The momentum of reconstruction in Lebanon has gathered pace during the year with many of the first contracts now being implemented and a range of new deals agreed in recent months. Repaired generating capacity, executed by Italy’s Ansaldo Energia, is due to come on stream at Zouk and Jiyeh later this year, restoring output to something approaching full capacity. Bigger power projects to expand capacity significantly are also getting under way. Ansaldo and Siemens are to build two new 435-MW units at Beddawi and Zahrani, serving the north and south of the country, respectively, while European Gas Turbines (EGT) is installing a total of 130-MW at Baalbek and Tyre.

Local contractors are at work on the first stage infrastructure for the redeveloped Beirut central business district and on a range of road improvement projects in and around Beirut and on the coast roads out of the capital. Among the major projects let to foreign contractors and already underway are the Cite Sportive, being rebuilt by the UK’s Trafalgar House, and the Beirut airport scheme which was won by a joint venture of Germany’s Hochtief and Lebanese-owned Consolidated Contractors Company (CCC). Saudi Arabia’s El-Seif Engineering and its local partners are building a hospital for Beirut university. The telecommunications network is being restored at a cost of about $500 million by Alcatel, Ericsson and Siemens.

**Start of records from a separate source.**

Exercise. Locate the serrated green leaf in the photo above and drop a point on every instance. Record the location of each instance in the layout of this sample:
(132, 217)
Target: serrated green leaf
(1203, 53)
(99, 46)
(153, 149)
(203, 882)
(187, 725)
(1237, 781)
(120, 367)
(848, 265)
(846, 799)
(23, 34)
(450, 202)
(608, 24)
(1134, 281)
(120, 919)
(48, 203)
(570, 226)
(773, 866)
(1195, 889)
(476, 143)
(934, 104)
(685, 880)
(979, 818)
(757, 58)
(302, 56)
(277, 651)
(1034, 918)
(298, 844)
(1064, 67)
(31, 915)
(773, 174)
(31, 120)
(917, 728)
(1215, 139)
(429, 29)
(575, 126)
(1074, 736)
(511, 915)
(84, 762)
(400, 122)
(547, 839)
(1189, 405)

And there is more to come. Bids are being evaluated for the Beirut central district shoreline protection scheme which could be worth about $300 million; Wimpey Construction Management has a contract to rehabilitate the Murr tower which will cost about $50 million; and a contract will be awarded for the Beirut to Damascus highway scheme. Lebanon’s other opportunities include a proposed conference complex which would help put the country back on the map as a regional business centre.

The demands of growing businesses have produced a healthy stream of major building contracts in the UAE in recent years which shows no sign of slowing down. Private companies and government-owned corporations have outgrown many of the buildings built in the 1970s during the oil boom years and there is a constant demand for modern office space in Abu Dhabi and Dubai. Most of these high quality, prestige projects are won by long-established local joint ventures.

UAE active

Among the most recent awards was a new headquarters for the Abu Dhabi Company for Onshore Oil Operations (Adco), which is to be built by the local/UK Laing Abu Dhabi for $37 million. Similar awards in recent months include Arabian Construction Company’s $65 million contract for a commercial and residential complex next to the Etisalat headquarters in Abu Dhabi, which was reported in June, and Dutco Balfour Beatty’s $25 million deal for a similar complex on Sheikh Zayed road.

In Dubai, the local/UK Al-Naboodah Laing took a $56 million contract for a new tower block in April while another UAE/UK venture – Al-Futtaim Wimpey – is expanding the Dubai World Trade Centre in a $22 million deal. Another very active sector in the UAE, but very much the preserve of the local contractor, is the road network expansion and upgrade work in Abu Dhabi and Dubai.

With the development of local industry and manufacturing capacity in the region, there is more demand for specialised contracting for the erection of sophisticated facilities. This can call for specialist skills which still have to be sought from outside the region. Recent examples include the $27 million pharmaceutical plant contract won by Taylor Woodrow International in Saudi Arabia for the Al-Haya Medical Company. Earlier in the year Technipetrol of Italy won a $40 million contract to set up a sanitary ware manufacturing plant in the kingdom. Projects in Oman and Egypt, for a flour mill and a steel plant expansion scheme, also went to foreign contractors.

Looking to the months ahead in the Middle East, local and international contractors will be hoping that the modest improvement in conditions can be sustained. Average oil prices have picked up in the year to date, improving government receipts in the Gulf states, but worries about the direction of oil prices in 1996 are starting to surface. State spending targets are likely to be tight again next year and contractors will be hoping that the promise of more private sector investment will be kept.